Training And Hospitals 1750+ Flashcards
What were doctors like in 1930?
Patients paid. Germs known but genetic disease not. Royal College can fire failing doctors. More equiment (x-rays/blood tests). Vaccines plus sulphonamide drugs.
What were doctors like in 1860? (5 main points)
Relied on patients to pay. Miasma and spontaneous generation. Government no part in regulating specification. Limited equipment. Bleeding and herbal remedies.
What were doctors like in 2009?
Government paid.
Knows diseases caused by bacteria and genes.
Government regulates training.
Royal college fires bad doctors.
Hi-tech equipment.
Preventative medicine/antibiotics/vaccines.
What were hospitals like in 1800?
Camped.
Poor sewage.
No trained staff.
Lots of deaths.
What was the main impact of Florence Nightingale considered to be?
Improving conditions in hospitals
What is Nightingale famous for?
Cleaning up hospitals and lowering death rates drastically.
What two books did Nightingale write?
Notes on nursing and notes on hospitals
What did nightingale recommend for hospitals?
Sanitation (toilets/clean water/sewage).
Good ventilation (miasma).
Good supplies.
What did Nightingale not teach her students?
Germ theory as she thought it would get in the way
What did Nightingale teach?
Mainly practical skills in looking after patients.
What other factors impacted nursing and hospitals?
Improved engineering (better sewers/water).
Better surgery needed better nurses.
Germ theory.
Midwives act making sure all midwives were registered.
Why could women not become doctors in 1800?

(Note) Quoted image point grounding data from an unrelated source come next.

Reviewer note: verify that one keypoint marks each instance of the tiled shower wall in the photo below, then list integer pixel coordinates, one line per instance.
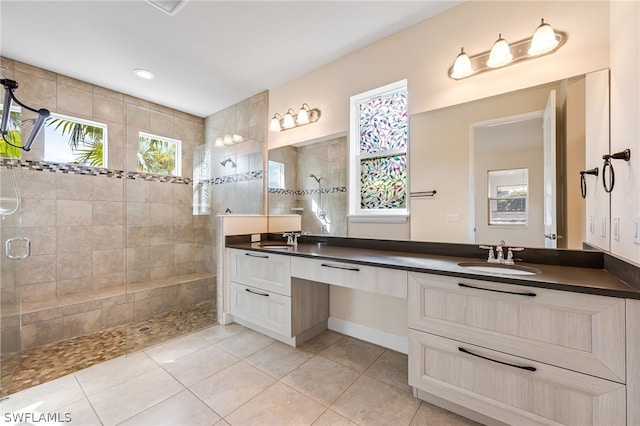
(239, 188)
(323, 207)
(93, 231)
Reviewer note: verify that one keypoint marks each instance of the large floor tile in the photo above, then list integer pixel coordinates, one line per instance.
(230, 388)
(197, 366)
(181, 409)
(277, 406)
(430, 415)
(246, 343)
(220, 332)
(370, 402)
(278, 359)
(123, 401)
(176, 348)
(391, 368)
(114, 372)
(321, 379)
(331, 418)
(353, 353)
(47, 397)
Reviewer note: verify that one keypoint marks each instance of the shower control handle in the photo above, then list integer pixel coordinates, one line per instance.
(8, 248)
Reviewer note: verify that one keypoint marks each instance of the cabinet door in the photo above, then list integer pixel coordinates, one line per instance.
(391, 282)
(511, 389)
(266, 309)
(581, 332)
(266, 271)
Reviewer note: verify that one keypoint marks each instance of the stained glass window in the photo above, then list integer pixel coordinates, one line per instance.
(379, 152)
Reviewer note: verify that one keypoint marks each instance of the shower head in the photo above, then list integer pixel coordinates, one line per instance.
(226, 161)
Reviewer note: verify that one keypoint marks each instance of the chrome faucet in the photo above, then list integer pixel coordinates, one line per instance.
(498, 255)
(292, 238)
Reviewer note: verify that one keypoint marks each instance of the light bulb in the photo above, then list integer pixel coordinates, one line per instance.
(544, 40)
(500, 53)
(462, 66)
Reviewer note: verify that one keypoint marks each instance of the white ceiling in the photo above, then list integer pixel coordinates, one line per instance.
(209, 55)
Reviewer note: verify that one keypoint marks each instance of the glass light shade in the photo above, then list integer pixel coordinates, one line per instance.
(544, 40)
(274, 126)
(500, 53)
(462, 66)
(288, 121)
(303, 116)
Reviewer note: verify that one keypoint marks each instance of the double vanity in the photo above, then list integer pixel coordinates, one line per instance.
(554, 341)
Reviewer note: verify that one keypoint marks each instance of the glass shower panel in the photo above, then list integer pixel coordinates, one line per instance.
(169, 284)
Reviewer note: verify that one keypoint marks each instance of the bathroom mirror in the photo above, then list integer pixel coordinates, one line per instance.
(445, 156)
(310, 180)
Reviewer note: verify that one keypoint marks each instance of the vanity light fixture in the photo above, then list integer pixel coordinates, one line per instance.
(544, 41)
(305, 115)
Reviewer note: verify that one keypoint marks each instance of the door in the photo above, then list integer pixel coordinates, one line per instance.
(549, 138)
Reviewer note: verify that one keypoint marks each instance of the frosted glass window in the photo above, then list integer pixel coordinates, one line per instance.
(379, 151)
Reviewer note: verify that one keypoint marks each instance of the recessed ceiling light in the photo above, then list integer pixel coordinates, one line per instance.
(147, 75)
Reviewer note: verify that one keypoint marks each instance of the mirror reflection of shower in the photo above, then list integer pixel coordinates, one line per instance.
(318, 207)
(227, 161)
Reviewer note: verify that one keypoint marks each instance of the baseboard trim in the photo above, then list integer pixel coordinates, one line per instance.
(371, 335)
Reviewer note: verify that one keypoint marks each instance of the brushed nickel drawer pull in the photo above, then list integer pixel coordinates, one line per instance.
(522, 367)
(256, 292)
(530, 294)
(346, 268)
(261, 256)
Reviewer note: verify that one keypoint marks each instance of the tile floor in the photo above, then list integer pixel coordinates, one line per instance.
(230, 375)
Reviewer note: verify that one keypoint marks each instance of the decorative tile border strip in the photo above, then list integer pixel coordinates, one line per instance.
(90, 171)
(332, 190)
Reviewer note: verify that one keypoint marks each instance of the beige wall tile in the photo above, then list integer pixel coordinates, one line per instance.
(107, 237)
(41, 333)
(74, 265)
(73, 213)
(108, 213)
(38, 212)
(74, 239)
(108, 261)
(36, 269)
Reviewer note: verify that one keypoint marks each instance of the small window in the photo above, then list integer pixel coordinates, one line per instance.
(276, 175)
(158, 154)
(508, 197)
(378, 152)
(13, 135)
(75, 141)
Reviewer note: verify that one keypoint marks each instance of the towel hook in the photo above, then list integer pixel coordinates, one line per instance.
(622, 155)
(583, 180)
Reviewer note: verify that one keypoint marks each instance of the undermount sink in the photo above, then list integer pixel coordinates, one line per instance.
(500, 268)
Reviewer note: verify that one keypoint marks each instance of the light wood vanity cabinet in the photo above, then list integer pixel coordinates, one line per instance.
(519, 355)
(264, 297)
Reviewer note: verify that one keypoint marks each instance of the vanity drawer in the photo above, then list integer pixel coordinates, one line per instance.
(391, 282)
(497, 385)
(266, 309)
(581, 332)
(266, 271)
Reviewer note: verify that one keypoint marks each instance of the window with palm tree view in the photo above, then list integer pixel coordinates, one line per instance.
(75, 141)
(158, 154)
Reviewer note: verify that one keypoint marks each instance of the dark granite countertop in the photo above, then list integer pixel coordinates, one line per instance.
(593, 280)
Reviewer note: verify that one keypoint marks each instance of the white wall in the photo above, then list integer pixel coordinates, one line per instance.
(625, 121)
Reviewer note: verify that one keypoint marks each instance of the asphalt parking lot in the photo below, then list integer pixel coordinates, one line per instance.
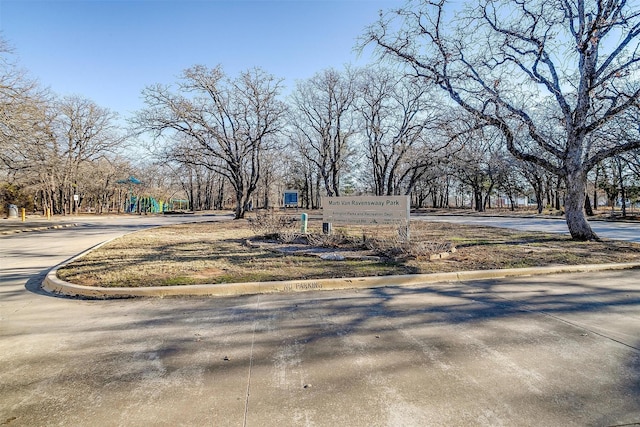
(555, 350)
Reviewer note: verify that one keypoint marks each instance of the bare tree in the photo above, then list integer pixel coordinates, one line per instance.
(500, 59)
(323, 123)
(232, 122)
(395, 112)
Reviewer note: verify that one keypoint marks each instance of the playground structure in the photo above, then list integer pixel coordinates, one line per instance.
(148, 204)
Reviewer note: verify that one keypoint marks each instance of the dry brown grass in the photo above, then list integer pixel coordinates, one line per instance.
(216, 253)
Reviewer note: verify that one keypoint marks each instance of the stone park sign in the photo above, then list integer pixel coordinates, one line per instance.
(366, 210)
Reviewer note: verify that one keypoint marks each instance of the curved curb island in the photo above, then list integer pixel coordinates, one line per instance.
(54, 285)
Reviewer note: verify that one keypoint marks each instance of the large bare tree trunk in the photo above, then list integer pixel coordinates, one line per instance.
(574, 207)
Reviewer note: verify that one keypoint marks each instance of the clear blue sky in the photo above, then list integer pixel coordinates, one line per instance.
(108, 51)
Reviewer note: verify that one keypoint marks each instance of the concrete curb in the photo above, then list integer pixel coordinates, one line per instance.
(56, 286)
(28, 229)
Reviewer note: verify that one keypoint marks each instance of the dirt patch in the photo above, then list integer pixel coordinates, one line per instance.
(218, 252)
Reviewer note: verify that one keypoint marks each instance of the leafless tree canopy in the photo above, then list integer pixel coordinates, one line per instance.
(231, 122)
(547, 73)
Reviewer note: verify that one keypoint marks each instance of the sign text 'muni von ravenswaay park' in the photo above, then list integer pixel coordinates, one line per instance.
(366, 210)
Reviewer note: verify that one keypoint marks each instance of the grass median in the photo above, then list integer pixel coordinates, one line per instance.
(233, 252)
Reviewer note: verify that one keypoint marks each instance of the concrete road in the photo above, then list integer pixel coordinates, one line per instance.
(555, 351)
(629, 231)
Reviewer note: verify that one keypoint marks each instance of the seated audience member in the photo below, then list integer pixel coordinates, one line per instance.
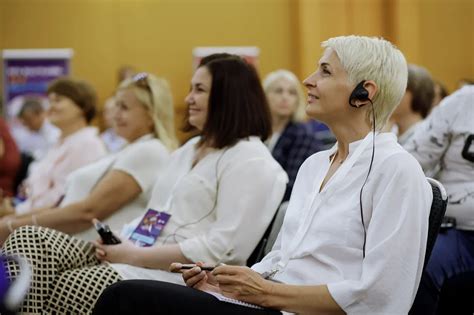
(117, 187)
(292, 141)
(72, 107)
(42, 134)
(221, 191)
(354, 236)
(9, 162)
(440, 93)
(416, 102)
(112, 140)
(446, 138)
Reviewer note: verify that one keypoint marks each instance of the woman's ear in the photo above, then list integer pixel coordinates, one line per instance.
(371, 87)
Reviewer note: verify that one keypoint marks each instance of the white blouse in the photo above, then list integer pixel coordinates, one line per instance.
(446, 140)
(219, 208)
(143, 159)
(321, 238)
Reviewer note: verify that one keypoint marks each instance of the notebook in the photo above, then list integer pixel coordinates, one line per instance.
(222, 298)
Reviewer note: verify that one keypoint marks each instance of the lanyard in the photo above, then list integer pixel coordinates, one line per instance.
(318, 198)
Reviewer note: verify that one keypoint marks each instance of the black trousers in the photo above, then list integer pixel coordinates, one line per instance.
(156, 297)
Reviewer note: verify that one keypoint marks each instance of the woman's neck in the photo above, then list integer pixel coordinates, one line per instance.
(346, 134)
(407, 122)
(71, 128)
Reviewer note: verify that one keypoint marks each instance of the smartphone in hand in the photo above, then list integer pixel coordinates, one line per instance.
(108, 238)
(179, 267)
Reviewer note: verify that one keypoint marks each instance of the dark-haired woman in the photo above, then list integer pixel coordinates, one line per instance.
(221, 190)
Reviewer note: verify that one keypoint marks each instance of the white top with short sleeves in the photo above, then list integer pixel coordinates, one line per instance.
(143, 159)
(219, 208)
(446, 140)
(396, 202)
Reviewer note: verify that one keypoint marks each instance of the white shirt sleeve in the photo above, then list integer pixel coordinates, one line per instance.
(396, 243)
(249, 194)
(143, 162)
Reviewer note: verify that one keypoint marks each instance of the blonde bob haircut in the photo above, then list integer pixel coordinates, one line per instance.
(299, 115)
(154, 93)
(371, 58)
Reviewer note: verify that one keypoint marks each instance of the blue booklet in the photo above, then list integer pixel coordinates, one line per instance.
(149, 228)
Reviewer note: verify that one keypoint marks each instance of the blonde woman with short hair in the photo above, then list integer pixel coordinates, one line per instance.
(292, 141)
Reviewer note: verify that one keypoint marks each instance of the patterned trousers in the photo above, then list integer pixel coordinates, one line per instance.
(67, 278)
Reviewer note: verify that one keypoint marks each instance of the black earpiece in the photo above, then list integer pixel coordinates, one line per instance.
(359, 94)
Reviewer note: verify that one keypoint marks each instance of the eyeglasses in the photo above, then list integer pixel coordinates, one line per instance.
(141, 80)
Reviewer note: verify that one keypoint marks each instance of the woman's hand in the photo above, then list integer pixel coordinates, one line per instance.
(244, 284)
(4, 230)
(197, 278)
(118, 253)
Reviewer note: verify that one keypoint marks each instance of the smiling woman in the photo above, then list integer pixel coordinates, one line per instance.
(346, 245)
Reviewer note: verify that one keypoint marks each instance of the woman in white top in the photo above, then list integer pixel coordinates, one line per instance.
(221, 190)
(354, 235)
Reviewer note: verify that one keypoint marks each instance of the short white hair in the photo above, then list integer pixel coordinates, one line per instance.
(299, 115)
(371, 58)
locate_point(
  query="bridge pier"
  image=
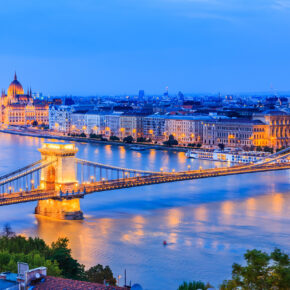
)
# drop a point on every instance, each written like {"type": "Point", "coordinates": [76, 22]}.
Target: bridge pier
{"type": "Point", "coordinates": [59, 176]}
{"type": "Point", "coordinates": [65, 209]}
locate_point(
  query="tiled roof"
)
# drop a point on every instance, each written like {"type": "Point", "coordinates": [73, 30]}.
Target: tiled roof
{"type": "Point", "coordinates": [56, 283]}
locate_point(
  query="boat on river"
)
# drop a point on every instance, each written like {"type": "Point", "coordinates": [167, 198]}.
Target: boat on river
{"type": "Point", "coordinates": [227, 155]}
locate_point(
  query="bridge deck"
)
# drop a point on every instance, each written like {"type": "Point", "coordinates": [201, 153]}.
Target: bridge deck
{"type": "Point", "coordinates": [87, 188]}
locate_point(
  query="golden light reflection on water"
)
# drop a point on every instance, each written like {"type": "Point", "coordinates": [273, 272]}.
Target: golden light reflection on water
{"type": "Point", "coordinates": [152, 155]}
{"type": "Point", "coordinates": [181, 157]}
{"type": "Point", "coordinates": [122, 152]}
{"type": "Point", "coordinates": [200, 213]}
{"type": "Point", "coordinates": [108, 150]}
{"type": "Point", "coordinates": [174, 217]}
{"type": "Point", "coordinates": [227, 209]}
{"type": "Point", "coordinates": [135, 235]}
{"type": "Point", "coordinates": [251, 207]}
{"type": "Point", "coordinates": [278, 201]}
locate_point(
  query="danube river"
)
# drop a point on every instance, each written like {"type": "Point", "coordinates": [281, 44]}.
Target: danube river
{"type": "Point", "coordinates": [208, 223]}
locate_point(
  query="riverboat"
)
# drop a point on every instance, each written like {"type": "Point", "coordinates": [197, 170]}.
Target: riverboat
{"type": "Point", "coordinates": [227, 155]}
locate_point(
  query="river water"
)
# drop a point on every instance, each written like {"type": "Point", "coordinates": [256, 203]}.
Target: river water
{"type": "Point", "coordinates": [208, 223]}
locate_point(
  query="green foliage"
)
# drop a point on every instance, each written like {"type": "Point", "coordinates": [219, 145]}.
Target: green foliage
{"type": "Point", "coordinates": [8, 262]}
{"type": "Point", "coordinates": [99, 274]}
{"type": "Point", "coordinates": [70, 267]}
{"type": "Point", "coordinates": [193, 286]}
{"type": "Point", "coordinates": [57, 258]}
{"type": "Point", "coordinates": [263, 271]}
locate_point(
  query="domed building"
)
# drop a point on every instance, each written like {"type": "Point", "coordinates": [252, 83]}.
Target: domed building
{"type": "Point", "coordinates": [18, 108]}
{"type": "Point", "coordinates": [15, 88]}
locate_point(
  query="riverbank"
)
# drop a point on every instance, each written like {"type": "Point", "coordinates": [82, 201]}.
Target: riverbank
{"type": "Point", "coordinates": [47, 135]}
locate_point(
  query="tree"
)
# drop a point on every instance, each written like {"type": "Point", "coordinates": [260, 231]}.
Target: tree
{"type": "Point", "coordinates": [99, 274]}
{"type": "Point", "coordinates": [221, 146]}
{"type": "Point", "coordinates": [263, 271]}
{"type": "Point", "coordinates": [171, 141]}
{"type": "Point", "coordinates": [62, 254]}
{"type": "Point", "coordinates": [7, 231]}
{"type": "Point", "coordinates": [128, 139]}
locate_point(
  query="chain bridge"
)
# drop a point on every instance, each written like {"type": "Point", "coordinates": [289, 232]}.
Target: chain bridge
{"type": "Point", "coordinates": [59, 179]}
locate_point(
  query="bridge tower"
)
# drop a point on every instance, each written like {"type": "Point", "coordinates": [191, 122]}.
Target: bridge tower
{"type": "Point", "coordinates": [60, 175]}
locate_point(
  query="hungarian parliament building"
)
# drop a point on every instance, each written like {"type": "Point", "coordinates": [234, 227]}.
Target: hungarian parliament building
{"type": "Point", "coordinates": [18, 108]}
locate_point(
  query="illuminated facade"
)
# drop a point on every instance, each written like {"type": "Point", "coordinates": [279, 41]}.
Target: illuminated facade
{"type": "Point", "coordinates": [278, 127]}
{"type": "Point", "coordinates": [17, 108]}
{"type": "Point", "coordinates": [185, 129]}
{"type": "Point", "coordinates": [235, 133]}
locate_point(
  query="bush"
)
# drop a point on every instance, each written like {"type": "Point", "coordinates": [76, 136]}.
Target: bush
{"type": "Point", "coordinates": [262, 271]}
{"type": "Point", "coordinates": [57, 258]}
{"type": "Point", "coordinates": [99, 274]}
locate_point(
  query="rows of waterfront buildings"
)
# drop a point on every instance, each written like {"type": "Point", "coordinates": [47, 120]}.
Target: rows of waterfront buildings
{"type": "Point", "coordinates": [253, 128]}
{"type": "Point", "coordinates": [269, 128]}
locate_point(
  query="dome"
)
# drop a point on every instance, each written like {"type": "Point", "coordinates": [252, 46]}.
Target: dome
{"type": "Point", "coordinates": [15, 88]}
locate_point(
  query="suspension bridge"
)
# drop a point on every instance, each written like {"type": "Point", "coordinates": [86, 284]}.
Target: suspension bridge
{"type": "Point", "coordinates": [59, 179]}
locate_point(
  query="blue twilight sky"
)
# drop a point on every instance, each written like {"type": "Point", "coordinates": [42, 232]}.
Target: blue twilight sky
{"type": "Point", "coordinates": [91, 47]}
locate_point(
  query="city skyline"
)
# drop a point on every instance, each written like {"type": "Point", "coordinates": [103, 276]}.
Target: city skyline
{"type": "Point", "coordinates": [120, 47]}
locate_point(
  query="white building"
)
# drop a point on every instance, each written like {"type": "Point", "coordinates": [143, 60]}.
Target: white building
{"type": "Point", "coordinates": [60, 118]}
{"type": "Point", "coordinates": [128, 126]}
{"type": "Point", "coordinates": [112, 124]}
{"type": "Point", "coordinates": [95, 122]}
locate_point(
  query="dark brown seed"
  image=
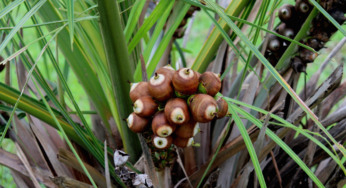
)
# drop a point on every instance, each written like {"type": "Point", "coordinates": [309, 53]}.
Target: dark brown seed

It required University training and women were not allowed to go to university
How did Elizabeth Garret Anderson become a doctor?
Attended lectures after court case with University and took exams in France to qualify as doctor amd midwife both allowing her to become a doctor.
How did other factors allow women to become doctors?
Six women led by Sophia Jex-Blake persuaded Edinburgh to let them join lectures.
1876-parliament gave same rights to education to women as to men.